Member of the Iowa House of Representatives from the 26th district
- In office January 13, 1997 – January 13, 2003
- Preceded by: Patricia Harper
- Succeeded by: Polly Bukta

Personal details
- Born: May 7, 1948 (age 78) Saint Paul, Minnesota, U.S.
- Party: Democratic
- Alma mater: North Iowa Area Community College (A.A.); University of Northern Iowa (B.A.)
- Occupation: Retired - John Deere
- Website: Dotzler's website

= William Dotzler =

American politician

William Anthony Dotzler Jr. (born May 7, 1948) is the Iowa State Senator from the 31st District. A Democrat, he has served in the Iowa Senate since 2003 and previously served as assistant majority leader.

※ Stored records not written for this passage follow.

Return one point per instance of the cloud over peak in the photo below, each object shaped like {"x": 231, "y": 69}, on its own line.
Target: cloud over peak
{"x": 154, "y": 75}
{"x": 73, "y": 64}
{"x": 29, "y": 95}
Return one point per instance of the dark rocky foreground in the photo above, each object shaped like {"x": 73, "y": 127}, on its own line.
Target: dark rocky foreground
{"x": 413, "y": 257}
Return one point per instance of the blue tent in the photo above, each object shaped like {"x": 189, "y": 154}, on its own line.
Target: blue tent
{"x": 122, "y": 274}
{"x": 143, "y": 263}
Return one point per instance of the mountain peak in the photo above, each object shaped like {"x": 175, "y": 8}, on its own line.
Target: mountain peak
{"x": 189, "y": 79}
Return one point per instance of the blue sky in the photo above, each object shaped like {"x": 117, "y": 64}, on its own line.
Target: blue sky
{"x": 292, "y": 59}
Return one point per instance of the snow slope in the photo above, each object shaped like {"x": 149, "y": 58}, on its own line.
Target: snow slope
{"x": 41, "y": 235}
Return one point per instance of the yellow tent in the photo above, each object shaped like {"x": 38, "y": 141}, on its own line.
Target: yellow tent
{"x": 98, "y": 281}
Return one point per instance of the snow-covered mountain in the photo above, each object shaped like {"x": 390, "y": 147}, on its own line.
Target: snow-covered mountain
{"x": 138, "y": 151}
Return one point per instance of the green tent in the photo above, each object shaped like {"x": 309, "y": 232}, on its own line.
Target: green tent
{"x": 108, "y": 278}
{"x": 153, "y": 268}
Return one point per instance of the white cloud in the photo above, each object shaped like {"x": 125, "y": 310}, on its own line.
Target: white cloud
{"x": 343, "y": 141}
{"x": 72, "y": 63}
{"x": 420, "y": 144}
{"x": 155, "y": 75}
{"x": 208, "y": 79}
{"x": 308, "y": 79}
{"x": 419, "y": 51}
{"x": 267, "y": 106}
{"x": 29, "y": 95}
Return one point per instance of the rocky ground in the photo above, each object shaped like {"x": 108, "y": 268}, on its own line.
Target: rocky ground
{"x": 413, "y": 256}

==Early life and education==

Dotzler went to Cedar Falls High School, graduating in 1966. He then received his A.A. from North Iowa Area Community College in 1969. Dotzler then served in the United States Army Office of Military Intelligence for three years, serving one tour in Germany. Upon returning, Dotzler enrolled in the University of Northern Iowa, receiving his B.A. in Biology in 1975.

==Iowa House and Senate==

Dotzler had previously been a member of the Iowa House of Representatives, representing the 26th District from 1997 to 2003, and then was elected to the Iowa Senate in 2003, succeeding John Jensen.

Dotzler was re-elected in 2006 with 11,782 votes (70%), defeating Republican opponent Jim Buschkamp.

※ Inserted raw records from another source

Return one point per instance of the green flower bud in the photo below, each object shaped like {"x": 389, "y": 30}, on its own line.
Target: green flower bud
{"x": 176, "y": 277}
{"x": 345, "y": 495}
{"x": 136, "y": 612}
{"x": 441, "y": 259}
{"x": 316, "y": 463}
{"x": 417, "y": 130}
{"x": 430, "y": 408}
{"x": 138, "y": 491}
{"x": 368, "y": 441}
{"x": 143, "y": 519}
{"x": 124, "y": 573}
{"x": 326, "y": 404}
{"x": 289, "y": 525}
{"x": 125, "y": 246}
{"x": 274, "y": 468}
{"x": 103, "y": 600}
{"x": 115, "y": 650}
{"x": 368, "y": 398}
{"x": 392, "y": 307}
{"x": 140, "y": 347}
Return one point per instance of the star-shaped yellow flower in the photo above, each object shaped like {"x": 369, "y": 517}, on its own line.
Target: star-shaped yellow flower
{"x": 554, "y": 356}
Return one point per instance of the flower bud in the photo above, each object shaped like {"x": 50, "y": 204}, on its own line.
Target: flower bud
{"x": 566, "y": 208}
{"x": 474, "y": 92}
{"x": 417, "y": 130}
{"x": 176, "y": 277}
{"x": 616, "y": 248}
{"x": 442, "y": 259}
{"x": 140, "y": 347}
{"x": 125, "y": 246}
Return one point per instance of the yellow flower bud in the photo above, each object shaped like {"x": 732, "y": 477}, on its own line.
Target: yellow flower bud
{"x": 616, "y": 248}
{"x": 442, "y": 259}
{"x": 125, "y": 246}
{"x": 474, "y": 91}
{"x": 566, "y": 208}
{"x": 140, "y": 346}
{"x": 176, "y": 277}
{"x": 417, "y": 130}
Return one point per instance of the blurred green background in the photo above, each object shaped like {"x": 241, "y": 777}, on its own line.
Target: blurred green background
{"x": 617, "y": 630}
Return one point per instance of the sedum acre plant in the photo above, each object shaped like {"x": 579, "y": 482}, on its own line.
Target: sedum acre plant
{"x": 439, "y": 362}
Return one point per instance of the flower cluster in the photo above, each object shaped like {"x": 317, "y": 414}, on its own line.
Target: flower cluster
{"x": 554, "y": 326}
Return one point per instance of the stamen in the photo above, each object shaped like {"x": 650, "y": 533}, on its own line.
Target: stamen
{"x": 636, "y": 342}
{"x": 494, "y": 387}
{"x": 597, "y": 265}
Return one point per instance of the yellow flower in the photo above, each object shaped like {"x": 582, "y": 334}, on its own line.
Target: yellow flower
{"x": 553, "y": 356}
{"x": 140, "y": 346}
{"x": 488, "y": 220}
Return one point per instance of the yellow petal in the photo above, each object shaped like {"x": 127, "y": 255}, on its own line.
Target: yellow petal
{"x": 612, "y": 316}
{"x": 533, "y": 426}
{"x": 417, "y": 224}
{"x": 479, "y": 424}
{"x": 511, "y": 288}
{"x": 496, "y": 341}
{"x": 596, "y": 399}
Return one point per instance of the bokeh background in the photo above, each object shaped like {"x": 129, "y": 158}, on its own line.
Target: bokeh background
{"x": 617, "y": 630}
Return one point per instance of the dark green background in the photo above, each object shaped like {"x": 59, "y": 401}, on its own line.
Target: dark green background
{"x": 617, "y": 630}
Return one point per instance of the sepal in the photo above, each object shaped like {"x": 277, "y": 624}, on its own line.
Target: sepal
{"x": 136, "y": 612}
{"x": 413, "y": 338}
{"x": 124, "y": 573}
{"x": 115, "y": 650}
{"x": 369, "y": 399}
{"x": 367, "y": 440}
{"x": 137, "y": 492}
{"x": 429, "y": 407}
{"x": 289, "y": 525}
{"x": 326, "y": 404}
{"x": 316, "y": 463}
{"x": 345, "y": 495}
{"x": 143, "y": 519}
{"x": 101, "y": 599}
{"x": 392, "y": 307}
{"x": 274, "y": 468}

In 2007, Dotzler was instrumental in helping to pass tax incentives aimed at technology companies, such as Google and Microsoft, to build a facility in Iowa and invest millions of dollars in the state. The legislation gave companies tax breaks on sales tax from utility bills and property tax breaks.

Dotzler was re-elected in 2010 with 10,459 votes (59%), defeating Republican opponent Ron Welper.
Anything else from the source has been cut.